First, I do not see why this is a Bayesian construction. Indeed, if you do mean that the density is known, it cannot possibly be a Bayesian construction. Consider the case where $f(x)=280{x^3}(1-x)^4,x\in[0,1]$,. There is no unknown parameter here. This is both your prior and your posterior as no amount of data will alter anything.
If this were a Bayesian construction then there would have to be some uncertain parameter, but there is no uncertain parameter. This is a beta distribution with $\alpha=5$ and $\beta=4$ The prior is forced to be $\Pr(\alpha=5;\beta=4)=1$.
The question is "what is x?" The only uncertainty is in the valuation. This is a Frequentist problem.
EDIT
In the case where it is drawn from an unknown distribution, you are facing two options, even if the distribution is known with certainty to the actors.
The first is to use Bayesian non-parametric methods, the second is to use Frequentist non-parametric methods. Depending on what I wanted to accomplish, I would choose one or the other.
The Bayesian method will be coherent and so you could place gambles on it. It will also likely be very difficult to implement. There cannot be a Bayesian solution that is free of its prior. Such a thing does not exist. It might be that it is uninformative, but it must exist. The alternative is to use Fisher's failed method of fiducial statistics. The Frequentist method will minimize the maximum loss you could experience from making a choice based on the data by using an incorrect inference. It will also allow you to control for power. It will usually be far simpler to implement.
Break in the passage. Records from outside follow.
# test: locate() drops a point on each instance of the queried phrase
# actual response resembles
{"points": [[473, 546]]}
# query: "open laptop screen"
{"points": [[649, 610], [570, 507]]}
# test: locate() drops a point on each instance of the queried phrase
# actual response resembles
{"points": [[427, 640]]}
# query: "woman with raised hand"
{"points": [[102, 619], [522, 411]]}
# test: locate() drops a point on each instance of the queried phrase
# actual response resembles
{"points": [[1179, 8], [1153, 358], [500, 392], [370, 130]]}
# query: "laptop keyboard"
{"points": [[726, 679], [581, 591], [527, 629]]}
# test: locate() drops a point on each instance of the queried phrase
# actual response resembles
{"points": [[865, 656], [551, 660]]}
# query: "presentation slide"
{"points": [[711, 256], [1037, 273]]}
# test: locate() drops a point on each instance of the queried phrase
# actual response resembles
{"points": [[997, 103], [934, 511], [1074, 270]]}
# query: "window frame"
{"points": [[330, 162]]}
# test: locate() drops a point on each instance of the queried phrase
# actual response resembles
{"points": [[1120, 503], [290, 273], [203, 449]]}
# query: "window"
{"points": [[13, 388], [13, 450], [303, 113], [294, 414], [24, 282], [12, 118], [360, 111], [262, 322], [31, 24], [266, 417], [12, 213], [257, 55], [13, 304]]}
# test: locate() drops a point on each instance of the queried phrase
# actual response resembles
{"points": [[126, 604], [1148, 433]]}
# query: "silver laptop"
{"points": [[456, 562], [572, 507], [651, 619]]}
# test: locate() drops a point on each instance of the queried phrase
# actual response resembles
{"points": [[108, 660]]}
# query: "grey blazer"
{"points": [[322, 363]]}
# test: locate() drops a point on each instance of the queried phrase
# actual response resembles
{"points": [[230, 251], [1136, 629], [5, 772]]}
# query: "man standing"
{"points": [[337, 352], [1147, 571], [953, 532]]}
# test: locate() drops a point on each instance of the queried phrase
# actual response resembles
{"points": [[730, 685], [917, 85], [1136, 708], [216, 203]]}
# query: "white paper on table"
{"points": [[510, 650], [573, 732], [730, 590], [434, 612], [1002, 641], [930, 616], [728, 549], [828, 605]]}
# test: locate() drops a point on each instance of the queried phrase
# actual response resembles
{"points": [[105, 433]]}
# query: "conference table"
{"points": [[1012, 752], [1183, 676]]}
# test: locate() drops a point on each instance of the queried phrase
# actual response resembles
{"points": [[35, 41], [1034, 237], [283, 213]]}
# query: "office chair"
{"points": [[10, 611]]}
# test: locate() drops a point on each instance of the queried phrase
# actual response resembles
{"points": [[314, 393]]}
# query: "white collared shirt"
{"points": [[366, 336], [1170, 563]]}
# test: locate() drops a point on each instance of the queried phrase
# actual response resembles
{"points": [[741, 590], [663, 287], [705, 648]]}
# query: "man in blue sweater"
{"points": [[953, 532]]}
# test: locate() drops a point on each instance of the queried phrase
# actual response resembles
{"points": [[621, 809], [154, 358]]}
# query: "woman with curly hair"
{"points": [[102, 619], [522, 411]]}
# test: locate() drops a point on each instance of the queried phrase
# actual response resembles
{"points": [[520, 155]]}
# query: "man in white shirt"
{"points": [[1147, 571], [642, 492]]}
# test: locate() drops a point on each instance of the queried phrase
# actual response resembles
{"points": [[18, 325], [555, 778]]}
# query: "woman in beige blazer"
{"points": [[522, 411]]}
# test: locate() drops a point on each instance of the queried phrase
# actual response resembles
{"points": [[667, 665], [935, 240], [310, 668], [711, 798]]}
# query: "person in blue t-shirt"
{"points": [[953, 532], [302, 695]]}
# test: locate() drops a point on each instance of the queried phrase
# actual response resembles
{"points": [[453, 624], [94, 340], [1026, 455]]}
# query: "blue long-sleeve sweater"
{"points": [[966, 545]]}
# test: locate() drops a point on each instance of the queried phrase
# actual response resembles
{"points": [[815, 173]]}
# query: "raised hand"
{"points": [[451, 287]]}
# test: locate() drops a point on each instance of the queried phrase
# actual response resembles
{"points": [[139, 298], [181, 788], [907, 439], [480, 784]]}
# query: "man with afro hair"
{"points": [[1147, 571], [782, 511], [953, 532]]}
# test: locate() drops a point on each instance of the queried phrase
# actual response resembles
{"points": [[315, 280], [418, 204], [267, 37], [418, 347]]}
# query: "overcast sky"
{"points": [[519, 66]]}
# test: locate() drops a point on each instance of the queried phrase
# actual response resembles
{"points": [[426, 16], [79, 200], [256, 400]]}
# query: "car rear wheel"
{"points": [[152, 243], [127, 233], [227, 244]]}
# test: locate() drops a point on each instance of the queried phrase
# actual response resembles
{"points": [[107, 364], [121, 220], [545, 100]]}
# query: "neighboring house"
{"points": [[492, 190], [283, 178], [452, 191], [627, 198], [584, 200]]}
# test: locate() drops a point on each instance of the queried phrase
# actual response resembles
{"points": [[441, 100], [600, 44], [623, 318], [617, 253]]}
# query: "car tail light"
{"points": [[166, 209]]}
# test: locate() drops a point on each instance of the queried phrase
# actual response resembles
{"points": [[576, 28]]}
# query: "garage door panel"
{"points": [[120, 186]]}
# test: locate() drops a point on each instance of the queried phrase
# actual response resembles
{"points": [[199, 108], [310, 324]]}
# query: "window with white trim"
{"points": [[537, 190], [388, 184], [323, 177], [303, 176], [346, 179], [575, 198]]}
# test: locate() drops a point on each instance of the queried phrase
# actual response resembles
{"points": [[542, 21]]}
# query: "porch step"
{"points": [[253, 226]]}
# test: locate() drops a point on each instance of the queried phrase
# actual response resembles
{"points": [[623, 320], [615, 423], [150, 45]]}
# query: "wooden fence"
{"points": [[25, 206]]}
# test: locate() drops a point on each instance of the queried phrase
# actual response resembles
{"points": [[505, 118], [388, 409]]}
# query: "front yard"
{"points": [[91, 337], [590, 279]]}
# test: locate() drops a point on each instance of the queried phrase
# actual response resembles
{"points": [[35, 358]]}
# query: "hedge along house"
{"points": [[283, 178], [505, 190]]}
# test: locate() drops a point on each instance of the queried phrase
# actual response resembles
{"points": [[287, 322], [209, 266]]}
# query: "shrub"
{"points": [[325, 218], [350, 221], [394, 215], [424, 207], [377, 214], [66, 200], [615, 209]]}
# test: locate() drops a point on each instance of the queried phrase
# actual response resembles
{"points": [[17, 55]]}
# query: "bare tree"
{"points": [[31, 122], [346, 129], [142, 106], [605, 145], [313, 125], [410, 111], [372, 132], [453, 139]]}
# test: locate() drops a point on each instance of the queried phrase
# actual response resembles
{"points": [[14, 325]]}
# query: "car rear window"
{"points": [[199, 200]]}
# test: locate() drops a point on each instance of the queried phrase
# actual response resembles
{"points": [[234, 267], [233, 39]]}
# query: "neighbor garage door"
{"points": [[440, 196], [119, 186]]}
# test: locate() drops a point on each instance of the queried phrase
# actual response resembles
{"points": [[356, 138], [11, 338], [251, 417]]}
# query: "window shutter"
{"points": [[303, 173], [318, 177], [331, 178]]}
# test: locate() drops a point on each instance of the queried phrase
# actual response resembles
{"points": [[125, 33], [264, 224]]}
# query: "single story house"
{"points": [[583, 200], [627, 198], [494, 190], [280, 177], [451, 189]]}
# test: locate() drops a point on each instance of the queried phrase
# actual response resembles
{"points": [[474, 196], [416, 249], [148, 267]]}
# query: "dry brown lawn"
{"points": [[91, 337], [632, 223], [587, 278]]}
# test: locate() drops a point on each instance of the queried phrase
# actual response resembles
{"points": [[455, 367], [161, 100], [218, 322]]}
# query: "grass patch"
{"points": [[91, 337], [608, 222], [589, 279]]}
Bayesian non-parametric methods are potentially infinite dimensional constructions and you would need to do a bit of reading on them. A simple approximation though would be to use the beta distribution because of its incredible flexibility, although you could use any high degree polynomial that stays above the axis since your bounding guarantees that a constant of integration exists. You would then perform model selection.
As long as you believe it is unimodal, the bounding on both sides guarantees that a mean exists. Even though your distribution is unknown, it is guaranteed to have moments. The t-test is probably inappropriate because of the bounding is so tight, but you could use the empirical quantiles to test significance. If you felt you needed the higher moments, the method of moments is always available.
Finally, in either case, you have kernel methods available to you.
You cannot avoid a prior using Bayesian methods, but the greatest advantage of Frequentist statistics is to be able to solve problems when you cannot form a prior.